While his name may be unfamiliar to post-baby boomers, during the 60s and 70s the Belgian singer Jacques Brel was one of the giants of Euro-pop. He sang dramatic, bittersweet songs of love and loss, and I cherished the single cassette my parents thoughtfully brought back from a trip to Europe. I recall that he was reputed to be alive and well and living in Paris, then was aware that he had cancer and finally, and sadly, that he died. After that he slipped from my consciousness and there he remained for over three decades.
So it came as a surprise to learn that he has been resting all these years on the Marquesan island of Hiva Oa, not far from fellow expatriate Paul Gauguin. There is a wonderful story of his arrival on the island in the mid-70s. Since everyone was expected to contribute to the greater good of the community, he was asked what he could do.
“I’m a singer,” he said.
Referring to the rich Polynesian tradition of communal singing and music-making, the islanders replied “Everyone here is a singer. What else can you do?”
So he responded “I’m a pilot,” which, apparently, he was.
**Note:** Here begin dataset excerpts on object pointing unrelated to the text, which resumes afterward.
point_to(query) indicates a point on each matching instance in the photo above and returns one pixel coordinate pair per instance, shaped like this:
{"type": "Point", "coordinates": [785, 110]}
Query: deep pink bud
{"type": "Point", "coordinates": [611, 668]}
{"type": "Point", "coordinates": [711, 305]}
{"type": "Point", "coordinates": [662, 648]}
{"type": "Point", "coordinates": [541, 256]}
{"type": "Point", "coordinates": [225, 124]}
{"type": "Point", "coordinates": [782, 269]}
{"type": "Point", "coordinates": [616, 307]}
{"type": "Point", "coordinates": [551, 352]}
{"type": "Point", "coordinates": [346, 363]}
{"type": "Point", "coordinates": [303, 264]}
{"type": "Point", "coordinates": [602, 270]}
He then purchased a twin-engine plane, named it “Jojo” in memory of a friend, and lived out his remaining years making mail runs and providing medical evacuations.
The islanders honor his memory in a converted warehouse known as “L’Espace Brel.” For 500 FPF you can view an assortment of memorabilia, including photos, song lyrics, artists’ renderings and movie posters – I hadn’t realized that this astonishingly multi-faceted man was also an actor and director. Over it all hangs Jojo, his ticket to a home and idyllic resting place in the Marquesas.